A disputa pelo terceiro lugar na Copa do Mundo oferece uma oportunidade de redenção para equipes que não alcançaram a glória esperada. Neste cenário, a seleção da França enfrenta a Inglaterra, em Miami, representando não apenas uma chance de medalha, mas também a possibilidade de deixar uma marca indelével na história do torneio.
Um Desempenho Impressionante
A equipe francesa, considerada uma das favoritas desde o início do Mundial de 2026, tem se destacado com um desempenho notável. Com 16 gols marcados em sete partidas, a França possui o segundo melhor ataque do torneio, apenas atrás da Argentina. O atacante Kylian Mbappé, com oito gols, é um dos artilheiros da competição, buscando se tornar o primeiro jogador desde Gerd Müller, em 1970, a marcar mais de oito gols em um único Mundial.
A Força do Ataque Francês
O setor ofensivo da França é composto por talentos excepcionais, como Ousmane Dembélé, que ganhou destaque ao ser coroado o melhor jogador do mundo em 2025, e Michael Olise, que tem se mostrado uma revelação. Juntos, eles têm proporcionado momentos memoráveis durante a competição, com Dembélé marcando um hat-trick e Olise contribuindo com cinco assistências.
Um Legado de Seleções que Encantaram
A história do futebol está repleta de seleções que, apesar de brilhantes, não conseguiram erguer a taça. Um exemplo emblemático é a Hungria de 1954, que, liderada por Ferenc Puskás, marcou 27 gols em cinco partidas, mas sucumbiu na final para a Alemanha Ocidental. A Holanda, com sua geração de ouro sob a direção de Rinus Michels, também encantou o mundo sem conquistar o título.

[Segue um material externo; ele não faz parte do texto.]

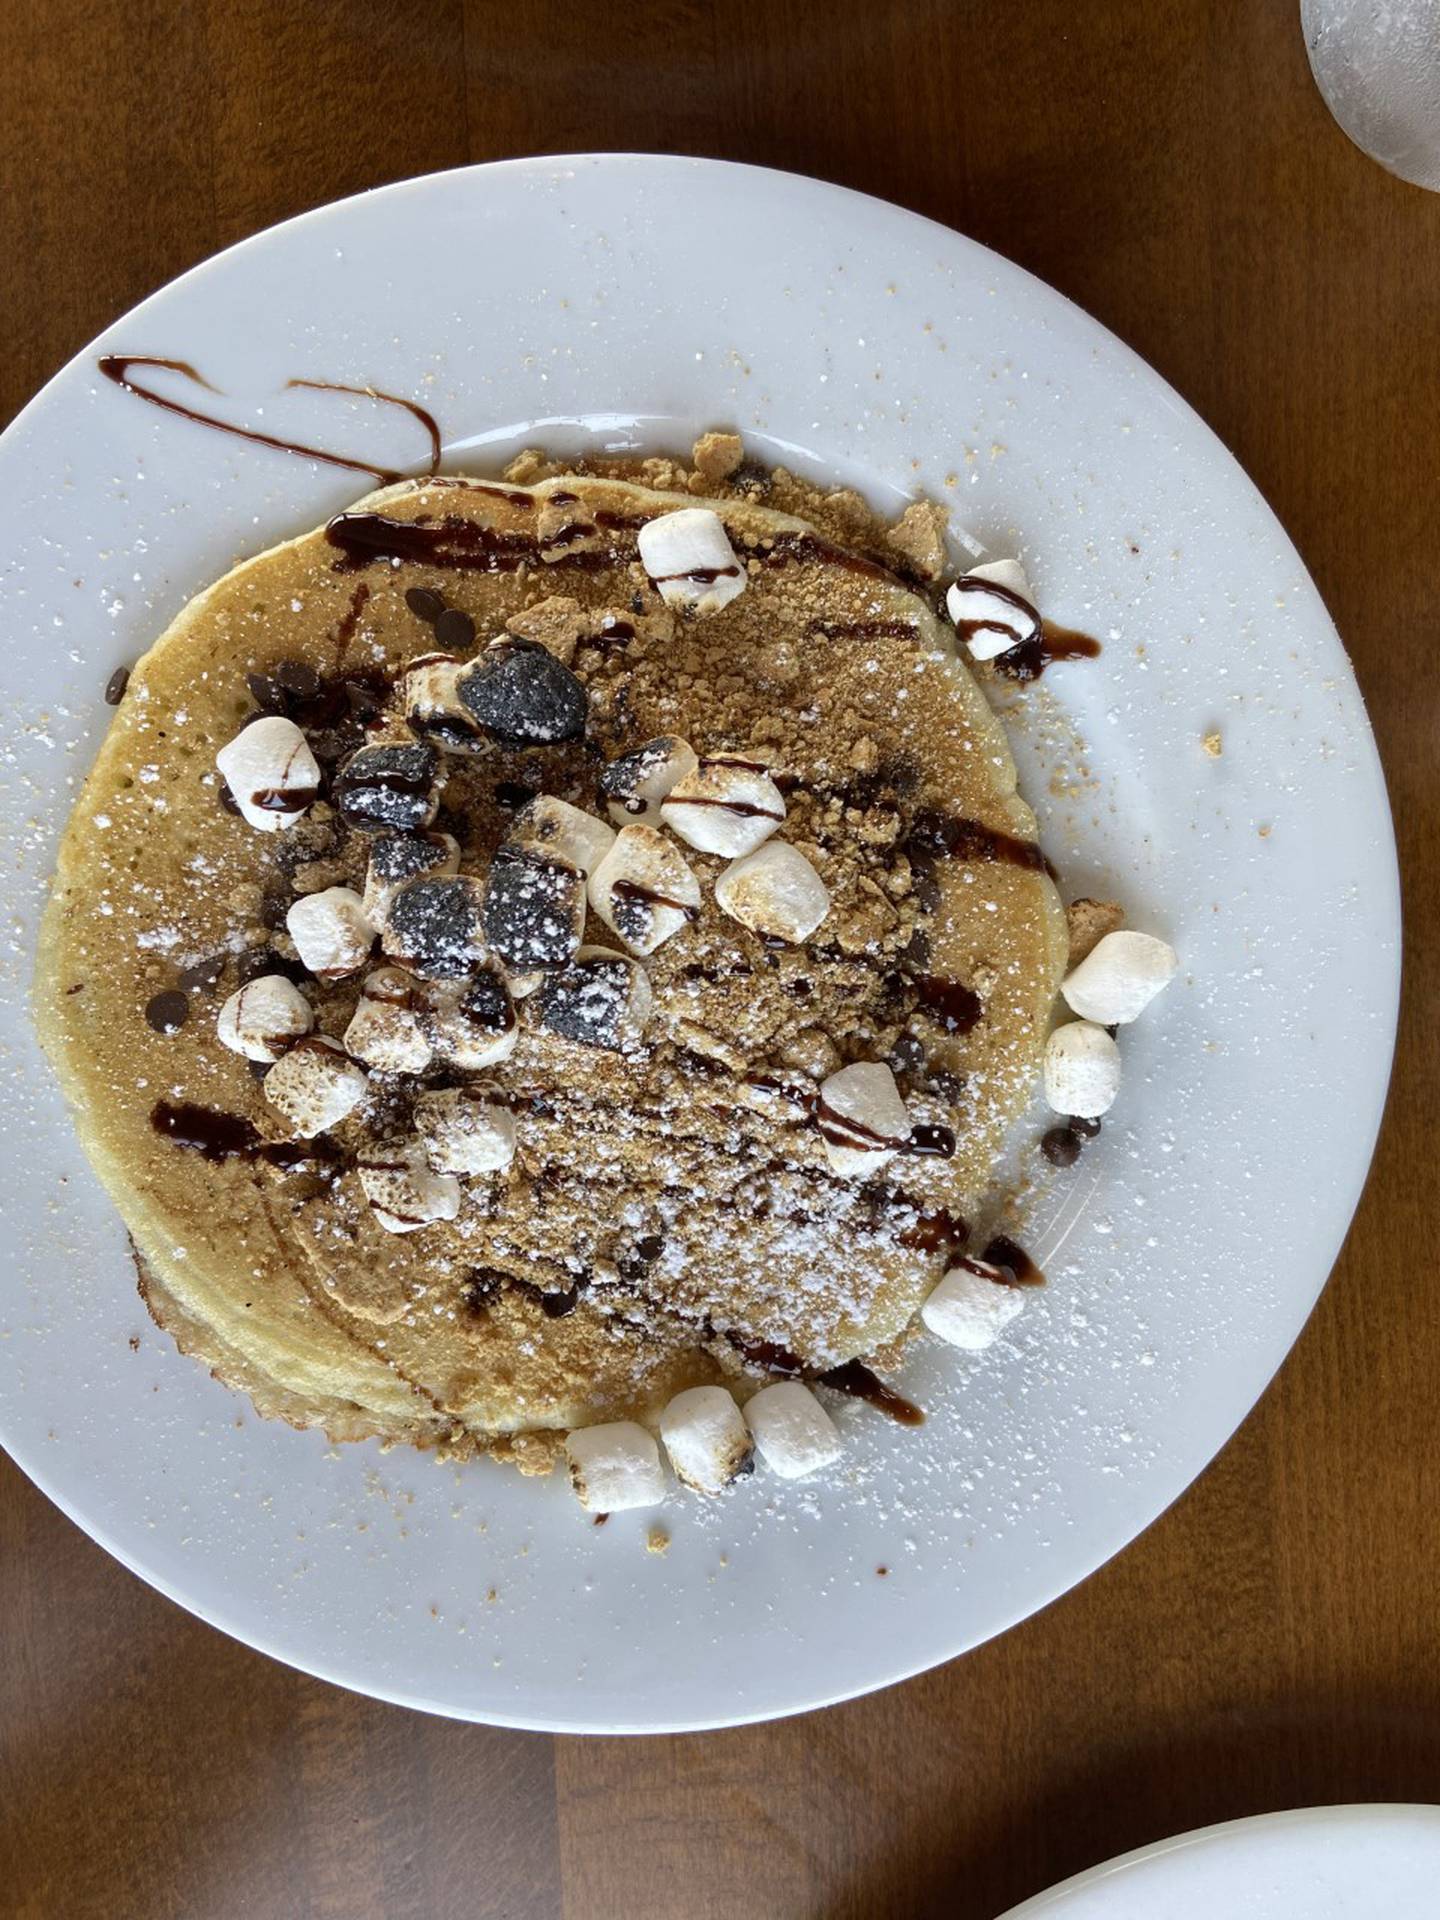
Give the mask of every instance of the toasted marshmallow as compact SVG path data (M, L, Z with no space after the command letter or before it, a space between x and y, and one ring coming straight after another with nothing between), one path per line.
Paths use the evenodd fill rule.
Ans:
M345 1051L381 1073L423 1073L430 1064L420 1009L423 989L399 967L377 967L360 989L345 1029Z
M310 1002L283 973L262 973L247 980L220 1009L215 1037L232 1053L274 1065L292 1040L310 1032L315 1015Z
M660 818L701 853L738 860L774 833L785 818L785 801L764 767L714 754L676 781Z
M677 1393L660 1416L660 1438L675 1478L696 1493L723 1493L755 1464L749 1429L724 1387Z
M575 1498L587 1513L658 1507L665 1498L660 1449L633 1420L578 1427L565 1436L565 1457Z
M542 976L543 978L543 976ZM483 966L461 985L432 985L421 1016L436 1056L461 1073L508 1060L519 1038L510 989L498 967Z
M967 1353L993 1346L1025 1305L1019 1287L1005 1284L999 1267L987 1260L966 1260L952 1267L920 1308L932 1333Z
M832 1073L815 1109L825 1153L836 1173L865 1179L910 1138L910 1115L895 1075L878 1060Z
M1071 1020L1045 1042L1045 1098L1057 1113L1098 1120L1120 1091L1120 1049L1090 1020Z
M752 933L798 944L830 911L830 889L798 848L767 840L725 869L715 904Z
M335 1127L365 1098L365 1075L338 1040L309 1033L265 1076L265 1098L302 1140Z
M432 1171L424 1143L414 1135L377 1141L355 1170L376 1224L387 1233L418 1233L460 1211L460 1182L453 1173Z
M610 818L621 827L635 820L654 824L660 802L669 797L677 781L686 779L699 765L690 742L668 733L658 740L647 740L633 753L622 754L600 775L600 791Z
M520 809L505 839L512 847L563 860L587 880L615 844L615 829L568 800L542 793Z
M448 833L377 833L370 842L361 902L372 927L383 927L409 880L458 873L460 846Z
M261 833L293 827L320 792L320 765L293 720L267 713L215 756L240 817Z
M375 740L336 775L332 792L347 826L361 833L428 827L440 807L440 757L423 740Z
M427 980L464 980L485 959L484 899L468 874L408 880L391 903L380 944Z
M622 827L590 876L596 917L632 953L654 953L700 911L700 882L658 827Z
M987 560L951 582L945 611L976 660L994 660L1040 632L1035 595L1018 560Z
M828 1467L843 1451L835 1422L798 1380L762 1387L745 1402L745 1423L766 1466L786 1480Z
M1123 1027L1168 986L1179 955L1150 933L1107 933L1060 991L1082 1020Z
M353 887L326 887L306 893L285 916L300 964L321 980L343 980L370 958L375 929L365 903Z
M563 967L585 932L585 881L568 860L499 846L485 881L485 938L516 973Z
M535 996L547 1033L586 1047L633 1046L650 1015L650 976L608 947L581 947L568 967L548 974Z
M453 653L425 653L410 662L401 682L406 725L442 753L481 753L490 744L460 698L459 679L469 665Z
M483 1087L422 1093L415 1127L437 1173L500 1173L515 1158L515 1116Z
M647 520L636 544L650 584L667 606L718 613L749 585L725 522L709 507L681 507Z

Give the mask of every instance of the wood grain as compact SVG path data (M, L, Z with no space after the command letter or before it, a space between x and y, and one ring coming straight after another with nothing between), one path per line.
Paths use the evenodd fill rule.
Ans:
M5 1466L0 1911L989 1920L1204 1821L1440 1800L1440 196L1346 142L1297 16L631 0L617 33L553 0L0 8L0 417L216 247L466 159L760 161L1033 268L1174 382L1295 537L1370 703L1409 923L1375 1172L1257 1413L1083 1588L890 1693L703 1738L449 1726L232 1645Z

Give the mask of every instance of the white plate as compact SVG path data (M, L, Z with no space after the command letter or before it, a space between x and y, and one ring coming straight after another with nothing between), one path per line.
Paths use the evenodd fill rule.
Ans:
M1440 1807L1302 1807L1092 1867L1003 1920L1434 1920Z
M101 688L237 556L359 490L161 414L100 348L194 361L285 437L453 466L533 440L755 447L1018 541L1098 663L1027 696L1045 839L1184 968L1125 1035L1113 1123L1042 1199L1051 1286L980 1358L902 1384L918 1435L841 1411L844 1473L758 1475L596 1531L564 1486L330 1449L257 1421L147 1324L124 1237L30 1037L41 888ZM263 410L263 412L262 412ZM1398 904L1355 682L1280 528L1133 354L994 254L815 181L606 156L387 188L187 274L0 442L6 716L0 1427L33 1478L183 1605L279 1658L439 1712L660 1729L883 1686L1099 1566L1234 1431L1299 1331L1364 1179ZM1201 736L1224 736L1211 759ZM1083 739L1083 748L1078 745ZM1070 798L1057 761L1088 769ZM139 1340L132 1351L131 1337ZM877 1569L888 1569L881 1577Z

O Desafio da França em 2026
Com a possibilidade de terminar a Copa de 2026 em terceiro lugar, a França pode se juntar ao seleto grupo de seleções memoráveis que, apesar de não vencerem, deixaram um legado duradouro. Após duas finais anteriores, onde conquistou um título e um vice, essa edição representa um teste de resiliência e talento.
Em suma, enquanto a França busca seu lugar na história, a competição se mostra uma vitrine de habilidades e emoções, onde cada jogo é uma oportunidade para brilhar, mesmo na ausência do troféu.